VEREADORA ROSELAINE FRIGERI (PT): Vereador Rafael, eu acho sempre importante trazer esse assunto da saúde. Acho importante esse reforço da questão da saúde primária, do atendimento à saúde ali na base porque realmente isso a gente fala, tem muitas coisas que poderiam ser evitadas, tanto de chegar na UPA como no Hospital Geral, se tivesse o atendimento à saúde primária. Mas eu também queria ponderar uma questão, algum tempo eu fiz parte do Cerest/Serra, que é o que faz o tratamento na saúde do trabalhador. E agora eu recebi uma notícia e acho que todo mundo já está... a JBS lá de Ana Rech está em greve, os funcionários, 80 funcionários, paralisaram hoje de manhã por falta de atendimento na própria enfermaria da JBS. Ontem faleceu um rapaz de 36, 34 anos, que estava quatro dias trabalhando ali, por falta de atendimento na enfermagem. Eles não têm atendimento. Qual é a lógica? A pessoa passa mal, outro dia se tu está com frio volta a trabalhar ou tu leva para uma UBS. Então acho que as empresas privadas de grande porte que tem o compromisso também com o atendimento à saúde do trabalhador também tem que ser chamada essa responsabilidade. Obrigada.

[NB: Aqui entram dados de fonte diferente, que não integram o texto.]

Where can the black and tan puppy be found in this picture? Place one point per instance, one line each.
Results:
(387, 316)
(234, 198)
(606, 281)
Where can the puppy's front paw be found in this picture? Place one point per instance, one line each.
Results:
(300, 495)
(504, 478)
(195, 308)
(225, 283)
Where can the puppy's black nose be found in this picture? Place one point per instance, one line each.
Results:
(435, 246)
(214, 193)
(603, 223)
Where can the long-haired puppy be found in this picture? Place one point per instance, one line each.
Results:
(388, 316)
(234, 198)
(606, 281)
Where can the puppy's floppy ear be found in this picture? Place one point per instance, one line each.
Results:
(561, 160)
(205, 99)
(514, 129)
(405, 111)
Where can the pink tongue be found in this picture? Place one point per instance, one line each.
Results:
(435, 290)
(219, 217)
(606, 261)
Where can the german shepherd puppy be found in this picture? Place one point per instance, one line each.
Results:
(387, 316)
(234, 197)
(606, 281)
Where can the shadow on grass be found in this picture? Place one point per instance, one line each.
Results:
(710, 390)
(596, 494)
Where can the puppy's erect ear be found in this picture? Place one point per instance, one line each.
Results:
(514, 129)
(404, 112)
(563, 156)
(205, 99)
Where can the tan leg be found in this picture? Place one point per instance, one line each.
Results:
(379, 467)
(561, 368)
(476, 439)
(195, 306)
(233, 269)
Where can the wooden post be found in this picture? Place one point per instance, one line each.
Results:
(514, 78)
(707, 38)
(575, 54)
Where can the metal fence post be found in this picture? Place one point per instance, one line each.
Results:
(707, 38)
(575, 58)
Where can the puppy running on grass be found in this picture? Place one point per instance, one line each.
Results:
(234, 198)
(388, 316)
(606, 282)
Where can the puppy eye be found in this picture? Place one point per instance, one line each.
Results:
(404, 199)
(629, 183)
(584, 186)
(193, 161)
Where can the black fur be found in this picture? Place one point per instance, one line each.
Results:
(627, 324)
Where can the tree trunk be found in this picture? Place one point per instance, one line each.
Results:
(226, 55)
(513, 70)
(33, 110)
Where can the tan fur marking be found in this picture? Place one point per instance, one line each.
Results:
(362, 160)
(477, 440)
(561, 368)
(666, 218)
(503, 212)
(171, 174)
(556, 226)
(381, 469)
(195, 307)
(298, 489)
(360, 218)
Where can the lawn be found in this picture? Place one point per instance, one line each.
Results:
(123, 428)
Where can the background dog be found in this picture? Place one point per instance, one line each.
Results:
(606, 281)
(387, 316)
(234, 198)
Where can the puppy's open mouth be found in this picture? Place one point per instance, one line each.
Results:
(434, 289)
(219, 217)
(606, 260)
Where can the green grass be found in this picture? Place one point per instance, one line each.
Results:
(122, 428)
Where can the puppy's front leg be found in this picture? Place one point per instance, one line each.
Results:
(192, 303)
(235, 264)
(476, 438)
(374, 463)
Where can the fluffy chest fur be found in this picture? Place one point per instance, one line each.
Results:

VEREADOR RAFAEL BUENO (PDT): Meus quinze segundos finais, por favor, me mostra um videozinho aqui, que esse vídeo a gente não pode deixar esquecer, cair no esquecimento. Por favor, TV Câmara. (Segue vídeo) Está sem áudio, mas este vídeo foi feito pela equipe do vereador Bressan na inauguração fake do Hospital Geral, onde tinha os seguranças que não deixavam as pessoas subirem até... adentrar nos leitos, nos blocos. Por isso que eu digo, parece aquela vez da Dilma, vereadora... Eu me lembro da presidente Dilma que veio inaugurar o Minha Casa, Minha Vida, lá no Campos da Serra, que mobiliaram a casa das pessoas, vereador Renato, de uma família lá. A mulher feliz da vida, foi entrar dentro da casa e já não tinha mais os móveis. (Risos) Era só uma inauguração fake, foi mais ou menos essa do Hospital Geral. (Risos) A coitada da família lá bem esperançosa. (Risos) Foi mais ou menos isso. Obrigado.